My colleague Arthur Gies wrote a report on Polygon explaining the 13-point loadout system in last year's Call of Duty, but I think this loadout, recommended by one of the game's producers, says it all:

Primary Weapon: ASM1 Submachine Gun
Attachments: Red Dot Sight, Quickdraw Grip, Laser Sight
Secondary Weapon: None
Perks: Lightweight, Fast Hands, Blast Suppressor
Exo Ability: Exo Overclock
Exo Launcher: Variable Grenade x2
Wildcards: Primary Gunfighter
Scorestreaks: Orbital Care Package (Modules: Better Odds), XS1 Goliath

Star Wars Batttlefront replaces advanced loadouts with a single weapon slot and two card slots, which can be anything from a grenade to a jetpack to an upgrade of your ammo. In a genre that asks more and more of its players, Battlefront is just gracious to have your attention, gingerly staying out of the way of you and the fun.

Complexity isn't the enemy. Where Destiny players relish time spent understanding the intricacies of its leveling-up systems, making a game of exploiting the game, Battlefront is most concerned with the fighting. The depth comes from practicing your aim, testing the jetpack, or learning how best to control a vehicle. If Destiny is joining an intramural basketball league, around which your evenings are scheduled, then Battlefront is the occasional pickup game after work. I get why the former is more fulfilling, but right now, in my life, I don't have that time.

I learned to love Destiny

RockPaperShotgun's Graham Smith wrote that the game looks like it was "solely made for Star Wars dads. It has a fetishistic approach to the sound and texture of the original trilogy which seems designed to massage the nostalgia glands." All of that's true, but I think what makes it especially dad-friendly is zero reliance on complex menus, open-world hubs, and gargantuan gaps in rank that separate advanced players from showing newcomers the best the game has to offer.
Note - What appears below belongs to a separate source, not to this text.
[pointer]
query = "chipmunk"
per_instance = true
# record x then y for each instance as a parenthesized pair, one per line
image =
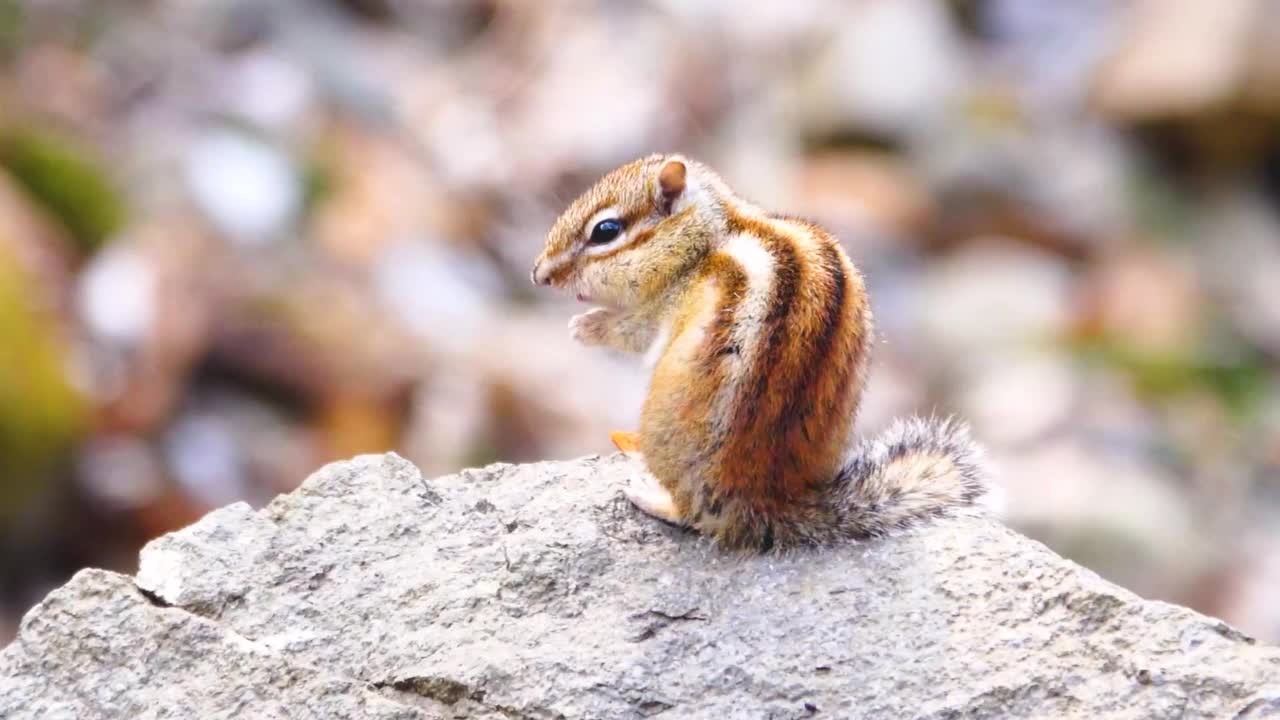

Star Wars Battlefront both manages to be as accessible as early online shooters, while allowing enough freedom in battle for the wacky and unexpected moments of modern games. This is bigger than a game for Star Wars Dads. This is video game dad rock: a looser, more welcoming version of the intense experience you used to have time and tolerance for.

Now this is a beta, and I'm mindful that the final version of Battlefront may have some hardcore design choices that make it an unwelcoming mess. Though I sincerely doubt as much. And I'm obliged to mention Destiny also has old-fashioned multiplayer modes, though after hours of being destroyed by players with advanced weapons, I've accepted it's not for me.
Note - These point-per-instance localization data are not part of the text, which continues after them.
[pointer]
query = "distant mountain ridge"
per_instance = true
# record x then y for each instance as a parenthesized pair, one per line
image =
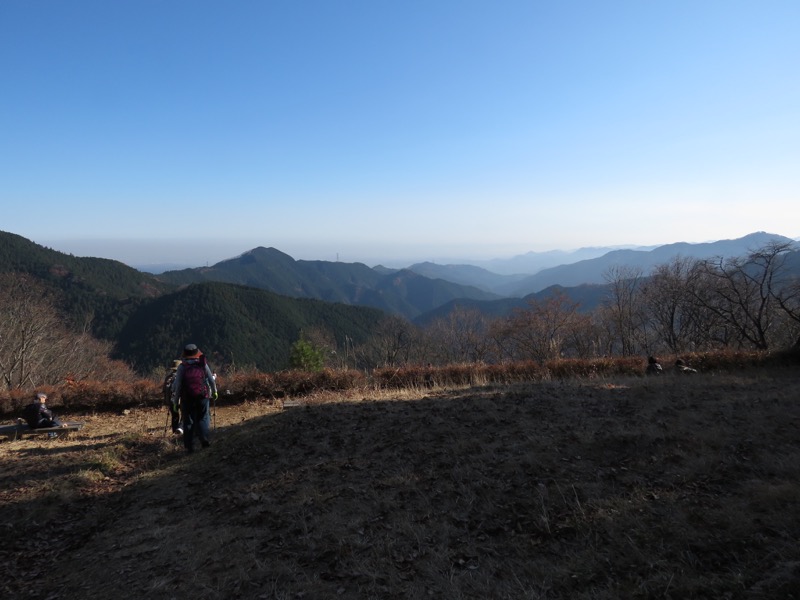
(401, 291)
(592, 270)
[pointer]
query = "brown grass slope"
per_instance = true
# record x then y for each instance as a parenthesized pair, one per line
(626, 488)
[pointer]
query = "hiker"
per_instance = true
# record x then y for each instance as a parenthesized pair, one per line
(38, 416)
(653, 366)
(194, 385)
(174, 411)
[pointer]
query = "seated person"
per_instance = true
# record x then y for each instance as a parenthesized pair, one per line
(653, 366)
(37, 415)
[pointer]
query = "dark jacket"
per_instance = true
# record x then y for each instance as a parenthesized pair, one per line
(38, 415)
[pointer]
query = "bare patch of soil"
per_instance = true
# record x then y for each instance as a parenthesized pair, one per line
(668, 487)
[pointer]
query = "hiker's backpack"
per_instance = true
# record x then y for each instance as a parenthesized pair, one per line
(193, 384)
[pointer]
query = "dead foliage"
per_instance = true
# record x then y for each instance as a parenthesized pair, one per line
(602, 487)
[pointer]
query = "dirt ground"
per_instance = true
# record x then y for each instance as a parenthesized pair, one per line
(668, 487)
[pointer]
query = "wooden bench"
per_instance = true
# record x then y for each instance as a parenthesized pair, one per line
(15, 432)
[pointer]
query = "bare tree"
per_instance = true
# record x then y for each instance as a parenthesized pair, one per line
(461, 336)
(670, 297)
(625, 311)
(541, 331)
(37, 347)
(743, 293)
(392, 344)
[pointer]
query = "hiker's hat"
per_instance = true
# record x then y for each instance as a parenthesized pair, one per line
(190, 350)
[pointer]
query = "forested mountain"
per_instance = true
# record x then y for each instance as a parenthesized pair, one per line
(401, 292)
(105, 291)
(149, 320)
(238, 325)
As I've written before, Destiny is a first-person shooter, but really it's more akin to a massively-multiplayer game like World of Warcraft, the crowning achievement of its parent company, Activision-Blizzard. It's a social setting, a shared experience, a never-ending adventure — shooting stuff just happens to be the fun glue keeping that together. You come for the gun battles, you stay because the game doesn't want you to leave. It's arguably more meticulously designed than any other shooter in history. I get why, on a technical level, it may be the superior game.

Star Wars Battlefront, for better and worse, has a different type of ambition: providing a beautiful and accessible fantasy of shooting bad guys in an iconic galaxy far, far away, and still having time for all those obligations on planet Earth.